All his trips weren’t this easy. He’d have to blast out in daytime and get with the B-52s, and a SAM missile would come up among them. Two of his mates were taken down by these missiles. But Quadberry, as on saxophone, had endless learned technique. He’d put his jet perpendicular in the air and make the SAMs look silly. He even shot down two of them. Then, one day in daylight, a MiG came floating up level with him and his squadron. Quadberry couldn’t believe it. Others in the squadron were shy, but Quadberry knew where and how the MiG could shoot. He flew below the cannons and then came in behind it. He knew the MiG wanted one of the B-52s and not mainly him. The MiG was so concentrated on the fat B-52 that he forgot about Quadberry. It was really an amateur suicide pilot in the MiG. Quadberry got on top of him and let down a missile, rising out of the way of it. The missile blew off the tail of the MiG. But then Quadberry wanted to see if the man got safely out of the cockpit. He thought it would be pleasant if the fellow got out with his parachute working. Then Quadberry saw that the fellow wanted to collide his wreckage with the B-52, so Quadberry turned himself over and cannoned, evaporated the pilot and cockpit. It was the first man he’d killed.

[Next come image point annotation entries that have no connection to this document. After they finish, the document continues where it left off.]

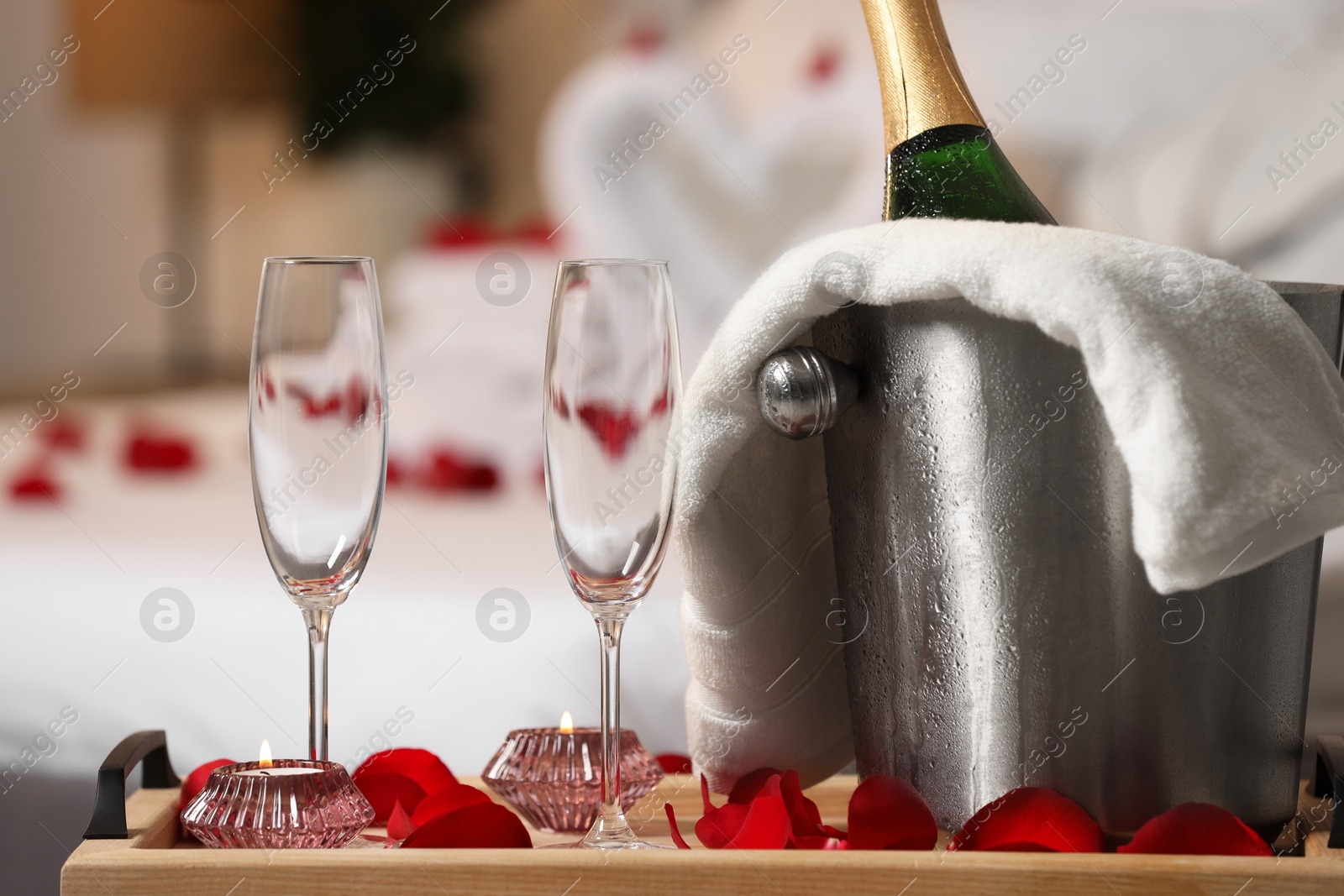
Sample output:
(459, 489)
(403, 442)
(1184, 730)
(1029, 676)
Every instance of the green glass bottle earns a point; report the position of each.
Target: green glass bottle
(942, 160)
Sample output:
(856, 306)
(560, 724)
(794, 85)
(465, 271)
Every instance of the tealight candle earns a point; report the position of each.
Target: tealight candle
(281, 804)
(553, 777)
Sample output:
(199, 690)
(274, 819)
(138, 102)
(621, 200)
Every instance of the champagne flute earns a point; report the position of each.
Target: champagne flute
(318, 439)
(613, 383)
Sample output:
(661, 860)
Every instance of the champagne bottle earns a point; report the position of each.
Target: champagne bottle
(941, 163)
(941, 157)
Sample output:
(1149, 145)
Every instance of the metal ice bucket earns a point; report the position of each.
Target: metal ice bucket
(1000, 631)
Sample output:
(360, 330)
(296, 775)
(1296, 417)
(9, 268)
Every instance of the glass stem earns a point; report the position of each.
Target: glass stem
(611, 824)
(319, 624)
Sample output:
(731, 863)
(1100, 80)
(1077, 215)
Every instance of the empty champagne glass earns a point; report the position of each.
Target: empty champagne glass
(613, 385)
(318, 439)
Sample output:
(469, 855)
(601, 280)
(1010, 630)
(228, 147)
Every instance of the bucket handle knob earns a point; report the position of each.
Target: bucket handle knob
(801, 392)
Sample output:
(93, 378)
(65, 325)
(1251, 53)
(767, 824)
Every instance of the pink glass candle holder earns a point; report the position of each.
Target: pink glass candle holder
(288, 804)
(553, 777)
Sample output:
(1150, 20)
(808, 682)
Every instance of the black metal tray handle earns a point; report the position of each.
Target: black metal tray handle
(1330, 782)
(109, 806)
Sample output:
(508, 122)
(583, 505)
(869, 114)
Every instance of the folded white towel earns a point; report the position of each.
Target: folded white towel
(1221, 401)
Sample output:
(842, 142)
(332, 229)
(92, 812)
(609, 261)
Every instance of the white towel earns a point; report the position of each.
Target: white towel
(1218, 396)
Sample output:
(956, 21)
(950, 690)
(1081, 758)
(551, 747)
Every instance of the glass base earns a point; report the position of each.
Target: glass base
(611, 832)
(633, 842)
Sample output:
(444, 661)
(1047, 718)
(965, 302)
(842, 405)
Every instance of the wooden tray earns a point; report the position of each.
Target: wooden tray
(154, 862)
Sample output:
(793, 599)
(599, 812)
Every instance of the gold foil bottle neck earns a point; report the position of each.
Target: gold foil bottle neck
(921, 83)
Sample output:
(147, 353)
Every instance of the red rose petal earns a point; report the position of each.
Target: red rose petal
(804, 815)
(154, 453)
(35, 485)
(676, 832)
(400, 825)
(448, 799)
(750, 785)
(766, 824)
(613, 427)
(386, 792)
(421, 766)
(476, 826)
(197, 781)
(887, 813)
(1198, 829)
(449, 472)
(718, 826)
(64, 436)
(675, 763)
(1032, 820)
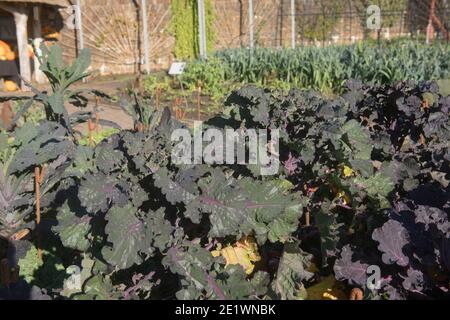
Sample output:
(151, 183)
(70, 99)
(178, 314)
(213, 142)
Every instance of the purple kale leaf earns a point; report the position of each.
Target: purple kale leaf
(353, 271)
(392, 237)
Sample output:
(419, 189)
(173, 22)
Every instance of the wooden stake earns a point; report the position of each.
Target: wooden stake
(90, 129)
(158, 96)
(4, 273)
(37, 179)
(199, 102)
(97, 122)
(308, 219)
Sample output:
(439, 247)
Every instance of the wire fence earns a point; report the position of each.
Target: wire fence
(285, 23)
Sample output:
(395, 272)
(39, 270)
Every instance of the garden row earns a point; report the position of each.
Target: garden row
(364, 182)
(324, 69)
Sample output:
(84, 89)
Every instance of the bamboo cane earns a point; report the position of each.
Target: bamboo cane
(37, 179)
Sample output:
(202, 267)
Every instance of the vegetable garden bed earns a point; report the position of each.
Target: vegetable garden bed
(364, 184)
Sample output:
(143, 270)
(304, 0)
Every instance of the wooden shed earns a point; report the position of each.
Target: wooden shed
(27, 17)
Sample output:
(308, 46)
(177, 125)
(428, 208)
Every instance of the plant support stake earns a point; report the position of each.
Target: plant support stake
(146, 36)
(79, 27)
(293, 26)
(37, 181)
(250, 24)
(202, 28)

The next trip out, Quadberry was hit by a ground missile. But his jet kept flying. He flew it a hundred miles and got to the sea. There was the Bonhomme Richard, so he ejected. His back was snapped but, by God, he landed right on the deck. His mates caught him in their arms and cut the parachute off him. His back hurt for weeks, but he was all right. He rested and recuperated in Hawaii for a month.

Then he went off the front of the ship. Just like that, his F-6 plopped in the ocean and sank like a rock. Quadberry saw the ship go over him. He knew he shouldn’t eject just yet. If he ejected now he’d knock his head on the bottom and get chewed up in the motor blades. So Quadberry waited. His plane was sinking in the green and he could see the hull of the aircraft carrier getting smaller, but he had oxygen through his mask and it didn’t seem that urgent a decision. Just let the big ship get over. Down what later proved to be sixty feet, he pushed the ejection button. It fired him away, bless it, and he woke up ten feet under the surface swimming against an almost overwhelming body of underwater parachute. But two of his mates were in a helicopter, one of them on the ladder to lift him out.

Now Quadberry’s back was really hurt. He was out of this war and all wars for good.

Lilian, the stewardess, was killed in a crash. Her jet exploded with a hijacker’s bomb, an inept bomb which wasn’t supposed to go off, fifteen miles out of Havana; the poor pilot, the poor passengers, the poor stewardesses were all splattered like flesh sparklers over the water just out of Cuba. A fisherman found one seat of the airplane. Castro expressed regrets.

Quadberry came back to Clinton two weeks after Lilian and the others bound for Tampa were dead. He hadn’t heard about her. So I told him Lilian was dead when I met him at the airport. Quadberry was thin and rather meek in his civvies — a gray suit and an out-of-style tie. The white ends of his hair were not there — the halo had disappeared — because his hair was cut short. The Arab nose seemed a pitiable defect in an ash-whiskered face that was beyond anemic now. He looked shorter, stooped. The truth was he was sick, his back was killing him. His breath was heavy-laden with airplane martinis and in his limp right hand he held a wet cigar. I told him about Lilian. He mumbled something sideways that I could not possibly make out.

“You’ve got to speak right at me, remember? Remember me, Quadberry?”

“Mom and Dad of course aren’t here.”

“No. Why aren’t they?”

“He wrote me a letter after we bombed Hué. Said he hadn’t sent me to Annapolis to bomb the architecture of Hué. He had been there once and had some important experience — French-kissed the queen of Hué or the like. Anyway, he said I’d have to do a hell of a lot of repentance for that. But he and Mom are separate people. Why isn’t she here?”